Certainly a most talked about publication in the UK at the moment! Further to my previous postBBC Radio 3 has also given Francesca Wade’s Square Haunting (amongst other things woman, classical & academic) consideration on their Free Thinking program  or the “Goddesses of Academia” episode of their Arts & Ideas podcast.

And, yes, the Jane Harrison, Hope Mirrlees relationship which I remarked upon does indeed come up, as does her modernist poem “Paris” printed by the Hogarth Press in 1919. The British Library has digitized a first edition for all to see, and what a delight it is. Literary wise – why has Mirrlees been forgot? (perhaps because she forsook poetry for “the novel” and other interests) – and in terms of handwork – the Woolfs had only been doing this stuff for a couple of years (they bought a printing press in 1917) for goodness sake!

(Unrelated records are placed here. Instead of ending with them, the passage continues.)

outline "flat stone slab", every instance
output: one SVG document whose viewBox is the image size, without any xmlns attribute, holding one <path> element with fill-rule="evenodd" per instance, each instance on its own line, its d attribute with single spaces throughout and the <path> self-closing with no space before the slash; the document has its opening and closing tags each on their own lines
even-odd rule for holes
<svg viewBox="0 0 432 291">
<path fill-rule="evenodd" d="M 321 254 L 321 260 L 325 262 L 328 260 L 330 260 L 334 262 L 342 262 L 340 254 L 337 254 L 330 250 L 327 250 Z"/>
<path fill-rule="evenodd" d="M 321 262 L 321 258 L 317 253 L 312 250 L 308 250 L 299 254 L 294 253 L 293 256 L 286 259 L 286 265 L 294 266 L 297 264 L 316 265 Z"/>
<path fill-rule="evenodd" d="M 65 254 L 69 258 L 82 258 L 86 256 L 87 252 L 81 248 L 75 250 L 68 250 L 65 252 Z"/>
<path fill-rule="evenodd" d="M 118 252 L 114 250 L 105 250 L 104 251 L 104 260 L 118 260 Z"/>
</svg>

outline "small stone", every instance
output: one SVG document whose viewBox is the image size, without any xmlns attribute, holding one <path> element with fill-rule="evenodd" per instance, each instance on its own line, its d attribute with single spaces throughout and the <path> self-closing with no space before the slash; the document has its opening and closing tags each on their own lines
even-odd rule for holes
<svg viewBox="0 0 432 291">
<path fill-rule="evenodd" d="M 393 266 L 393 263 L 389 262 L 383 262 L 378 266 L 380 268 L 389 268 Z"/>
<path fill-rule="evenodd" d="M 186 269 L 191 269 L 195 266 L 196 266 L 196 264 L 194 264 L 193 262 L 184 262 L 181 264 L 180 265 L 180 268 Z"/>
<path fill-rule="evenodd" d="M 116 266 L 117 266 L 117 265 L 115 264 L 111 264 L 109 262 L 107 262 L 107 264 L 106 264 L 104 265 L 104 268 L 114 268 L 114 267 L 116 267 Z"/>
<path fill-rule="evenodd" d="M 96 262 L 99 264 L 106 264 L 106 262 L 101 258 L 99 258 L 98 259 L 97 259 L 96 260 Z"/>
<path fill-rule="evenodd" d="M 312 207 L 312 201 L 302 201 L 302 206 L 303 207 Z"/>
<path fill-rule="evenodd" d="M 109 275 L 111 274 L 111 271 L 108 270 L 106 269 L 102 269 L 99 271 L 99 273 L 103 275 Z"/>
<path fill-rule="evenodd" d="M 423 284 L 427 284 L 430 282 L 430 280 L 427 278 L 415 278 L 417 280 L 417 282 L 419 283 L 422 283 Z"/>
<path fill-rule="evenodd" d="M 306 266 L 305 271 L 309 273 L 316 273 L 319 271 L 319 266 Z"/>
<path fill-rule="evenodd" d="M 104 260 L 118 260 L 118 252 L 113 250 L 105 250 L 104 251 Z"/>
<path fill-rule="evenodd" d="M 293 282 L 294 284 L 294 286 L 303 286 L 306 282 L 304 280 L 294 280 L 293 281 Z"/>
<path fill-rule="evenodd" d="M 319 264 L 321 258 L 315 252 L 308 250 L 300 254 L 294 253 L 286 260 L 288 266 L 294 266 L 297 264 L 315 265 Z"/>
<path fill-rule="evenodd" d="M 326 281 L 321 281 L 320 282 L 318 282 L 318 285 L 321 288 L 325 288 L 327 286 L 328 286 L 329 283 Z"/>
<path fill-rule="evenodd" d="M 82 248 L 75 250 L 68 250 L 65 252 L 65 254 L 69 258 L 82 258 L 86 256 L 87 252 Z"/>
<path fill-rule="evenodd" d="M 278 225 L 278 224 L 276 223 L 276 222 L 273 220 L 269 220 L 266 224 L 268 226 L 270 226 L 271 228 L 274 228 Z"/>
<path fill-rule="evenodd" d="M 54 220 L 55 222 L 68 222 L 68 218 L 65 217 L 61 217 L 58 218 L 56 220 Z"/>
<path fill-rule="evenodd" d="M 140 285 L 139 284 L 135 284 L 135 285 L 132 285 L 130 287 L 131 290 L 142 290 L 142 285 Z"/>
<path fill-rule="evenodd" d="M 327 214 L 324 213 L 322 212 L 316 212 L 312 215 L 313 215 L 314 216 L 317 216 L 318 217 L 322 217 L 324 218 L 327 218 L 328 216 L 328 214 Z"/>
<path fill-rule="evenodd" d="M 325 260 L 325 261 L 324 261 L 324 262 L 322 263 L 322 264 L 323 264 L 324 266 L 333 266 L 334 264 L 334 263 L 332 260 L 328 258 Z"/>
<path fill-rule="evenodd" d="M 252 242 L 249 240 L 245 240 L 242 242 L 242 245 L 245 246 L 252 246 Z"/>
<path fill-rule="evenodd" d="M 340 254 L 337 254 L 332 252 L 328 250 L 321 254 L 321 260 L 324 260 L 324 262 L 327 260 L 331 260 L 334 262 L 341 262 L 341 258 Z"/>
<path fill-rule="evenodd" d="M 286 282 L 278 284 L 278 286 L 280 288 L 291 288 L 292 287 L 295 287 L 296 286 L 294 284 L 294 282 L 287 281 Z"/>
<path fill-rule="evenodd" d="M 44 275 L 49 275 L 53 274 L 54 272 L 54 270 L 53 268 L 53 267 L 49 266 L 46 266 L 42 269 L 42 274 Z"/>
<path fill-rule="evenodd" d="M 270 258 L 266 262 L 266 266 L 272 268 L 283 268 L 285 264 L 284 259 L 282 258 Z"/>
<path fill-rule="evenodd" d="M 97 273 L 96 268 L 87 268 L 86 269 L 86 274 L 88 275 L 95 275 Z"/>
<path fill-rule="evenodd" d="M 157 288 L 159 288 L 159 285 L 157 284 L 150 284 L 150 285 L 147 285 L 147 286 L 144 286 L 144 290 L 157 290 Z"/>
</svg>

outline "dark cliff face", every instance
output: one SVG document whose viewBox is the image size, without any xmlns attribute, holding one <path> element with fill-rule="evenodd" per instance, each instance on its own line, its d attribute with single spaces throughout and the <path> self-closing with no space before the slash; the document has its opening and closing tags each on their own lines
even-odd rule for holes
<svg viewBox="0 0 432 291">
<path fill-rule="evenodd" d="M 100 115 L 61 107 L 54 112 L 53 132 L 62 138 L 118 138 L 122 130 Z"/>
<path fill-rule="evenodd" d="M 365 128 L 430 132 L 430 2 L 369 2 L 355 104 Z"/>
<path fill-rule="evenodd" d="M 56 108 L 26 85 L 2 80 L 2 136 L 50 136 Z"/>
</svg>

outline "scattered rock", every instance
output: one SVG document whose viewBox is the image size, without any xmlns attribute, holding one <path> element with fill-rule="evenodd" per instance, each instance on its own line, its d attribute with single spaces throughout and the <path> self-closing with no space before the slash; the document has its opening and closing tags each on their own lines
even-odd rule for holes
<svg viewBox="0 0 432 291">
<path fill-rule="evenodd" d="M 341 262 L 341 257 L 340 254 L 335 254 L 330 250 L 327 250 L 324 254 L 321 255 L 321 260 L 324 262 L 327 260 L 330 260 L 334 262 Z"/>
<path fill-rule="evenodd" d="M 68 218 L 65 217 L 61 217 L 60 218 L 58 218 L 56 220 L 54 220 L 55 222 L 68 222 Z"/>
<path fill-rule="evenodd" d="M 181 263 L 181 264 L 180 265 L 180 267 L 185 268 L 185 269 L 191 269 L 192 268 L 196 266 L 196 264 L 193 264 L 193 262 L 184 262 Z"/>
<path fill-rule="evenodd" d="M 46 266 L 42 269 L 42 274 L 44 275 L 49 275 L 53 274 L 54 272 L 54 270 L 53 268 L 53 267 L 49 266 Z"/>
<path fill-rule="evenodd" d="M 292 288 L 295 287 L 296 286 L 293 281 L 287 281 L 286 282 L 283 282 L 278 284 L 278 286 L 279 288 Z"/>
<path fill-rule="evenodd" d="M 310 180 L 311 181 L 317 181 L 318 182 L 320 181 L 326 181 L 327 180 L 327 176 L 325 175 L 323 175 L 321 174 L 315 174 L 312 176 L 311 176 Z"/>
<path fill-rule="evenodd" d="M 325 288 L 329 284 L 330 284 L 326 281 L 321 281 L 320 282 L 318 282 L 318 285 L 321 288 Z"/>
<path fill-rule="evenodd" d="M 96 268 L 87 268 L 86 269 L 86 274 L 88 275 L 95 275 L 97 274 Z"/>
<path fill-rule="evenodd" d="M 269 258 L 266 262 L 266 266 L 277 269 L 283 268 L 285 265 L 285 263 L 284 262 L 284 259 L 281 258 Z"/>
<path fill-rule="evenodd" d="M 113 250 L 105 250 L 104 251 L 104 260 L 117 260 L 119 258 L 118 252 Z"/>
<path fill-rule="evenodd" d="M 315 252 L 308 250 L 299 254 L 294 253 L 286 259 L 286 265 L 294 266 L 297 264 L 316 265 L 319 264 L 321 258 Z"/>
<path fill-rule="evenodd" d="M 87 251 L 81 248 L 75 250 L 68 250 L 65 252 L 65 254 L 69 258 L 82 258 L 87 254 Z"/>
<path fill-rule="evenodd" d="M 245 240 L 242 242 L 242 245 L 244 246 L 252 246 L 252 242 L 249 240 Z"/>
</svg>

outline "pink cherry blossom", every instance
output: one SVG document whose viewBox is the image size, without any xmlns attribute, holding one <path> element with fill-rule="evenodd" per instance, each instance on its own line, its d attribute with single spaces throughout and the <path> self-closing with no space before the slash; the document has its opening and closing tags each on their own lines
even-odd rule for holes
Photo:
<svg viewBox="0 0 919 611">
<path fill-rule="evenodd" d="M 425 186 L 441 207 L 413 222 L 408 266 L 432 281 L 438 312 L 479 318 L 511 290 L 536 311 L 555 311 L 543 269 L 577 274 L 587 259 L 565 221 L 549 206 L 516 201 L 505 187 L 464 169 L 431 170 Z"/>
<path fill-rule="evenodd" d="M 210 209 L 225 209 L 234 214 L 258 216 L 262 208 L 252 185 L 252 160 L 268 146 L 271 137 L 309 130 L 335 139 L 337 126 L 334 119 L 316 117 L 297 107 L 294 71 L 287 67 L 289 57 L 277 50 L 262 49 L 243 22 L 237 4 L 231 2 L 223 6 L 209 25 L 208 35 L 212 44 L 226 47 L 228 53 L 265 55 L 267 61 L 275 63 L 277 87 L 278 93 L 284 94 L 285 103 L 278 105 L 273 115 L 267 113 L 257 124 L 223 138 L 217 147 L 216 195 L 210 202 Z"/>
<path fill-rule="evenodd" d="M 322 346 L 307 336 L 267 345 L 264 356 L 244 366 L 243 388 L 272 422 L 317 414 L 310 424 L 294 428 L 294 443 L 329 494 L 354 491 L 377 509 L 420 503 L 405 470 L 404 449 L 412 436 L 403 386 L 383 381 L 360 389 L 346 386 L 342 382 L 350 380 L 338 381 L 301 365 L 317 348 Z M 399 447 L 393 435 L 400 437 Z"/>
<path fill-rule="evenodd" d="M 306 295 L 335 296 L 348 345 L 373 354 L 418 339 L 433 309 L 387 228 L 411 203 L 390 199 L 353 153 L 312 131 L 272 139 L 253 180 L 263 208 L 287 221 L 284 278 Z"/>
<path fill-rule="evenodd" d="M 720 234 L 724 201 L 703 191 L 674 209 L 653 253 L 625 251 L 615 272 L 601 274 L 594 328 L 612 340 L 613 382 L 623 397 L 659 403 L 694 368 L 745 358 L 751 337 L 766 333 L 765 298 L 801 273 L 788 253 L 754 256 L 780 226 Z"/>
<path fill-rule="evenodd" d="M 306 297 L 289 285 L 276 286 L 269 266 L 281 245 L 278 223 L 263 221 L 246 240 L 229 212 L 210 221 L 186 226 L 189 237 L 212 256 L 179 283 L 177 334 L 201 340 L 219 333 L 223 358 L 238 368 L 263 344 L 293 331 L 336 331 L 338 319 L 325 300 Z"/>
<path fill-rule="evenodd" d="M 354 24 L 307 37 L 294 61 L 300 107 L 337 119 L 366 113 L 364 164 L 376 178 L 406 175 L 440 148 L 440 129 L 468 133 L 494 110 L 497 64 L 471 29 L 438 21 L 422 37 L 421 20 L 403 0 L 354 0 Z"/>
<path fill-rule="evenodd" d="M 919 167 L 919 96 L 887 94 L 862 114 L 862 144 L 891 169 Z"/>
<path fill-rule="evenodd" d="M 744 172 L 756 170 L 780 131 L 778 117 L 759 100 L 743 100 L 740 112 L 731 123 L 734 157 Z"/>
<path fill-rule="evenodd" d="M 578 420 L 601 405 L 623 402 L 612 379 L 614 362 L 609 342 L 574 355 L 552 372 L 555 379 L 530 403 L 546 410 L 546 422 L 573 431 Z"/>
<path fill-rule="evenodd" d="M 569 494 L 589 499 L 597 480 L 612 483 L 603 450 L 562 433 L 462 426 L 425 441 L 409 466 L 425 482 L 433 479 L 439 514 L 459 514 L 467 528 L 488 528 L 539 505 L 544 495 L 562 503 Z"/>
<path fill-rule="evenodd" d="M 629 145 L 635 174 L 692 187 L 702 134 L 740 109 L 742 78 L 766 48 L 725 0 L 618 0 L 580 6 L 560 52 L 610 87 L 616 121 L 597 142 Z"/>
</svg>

Interesting, is that Mirrlees’ poem spans just one day in Paris, portraying the vast, ever-changing cityscape and the tempo of a new modernity, all set against the dark shadows still cast by war and an uneasy peace. The much better known “one dayers” are a few years away – Joyce’s “Ulysses” in 1922 and Virginia Woolf’s “Mrs. Dalloway” in 1925.

Five Women & Mecklenburgh Square

Just published and brought to my notice by The Guardian, this interesting podcast from The Spectator (and embedded below) informs further on Francesca Wade’s just published first book Square Haunting (Faber, January 2020).

For the curious, the five eminent women are Virginia Woolf (writer, 1882–1941) Hilda Doolittle (or H.D. writer, poet 1886–1961), Dorothy L Sayers (writer, 1893–1957), Eileen Power (economist, historian 1889–1940) and Jane Harrison (classicist, 1850–1928), and the place is Mecklenburgh Square in Bloomsbury, London. Wade presumably explores the changing role of women at the beginning of the 20th century through these exemplary lives, and in doing so discovers shared aspects of their lives.

Without referring to either book or podcast, off the top of my head I actually know of one obscure more than crossing of paths, being that between Woolf and Harrison. Virginia Woolf’s diaries (favourite often returned to reading of mine) reveal something of the relationship between her friend Hope Mirrlees and Mirrlees’ former tutor and then partner Harrison — their shared domestic and working lives and travels abroad. The Woolfs’ Hogarth Press in fact published Harrison’s memoirs in 1925.

Also, while Eileen Power may draw a blank with some (or many) I have actually come across Medieval English Nunneries in another context … but there must surely be more to tell, and I am looking forward to reading about it.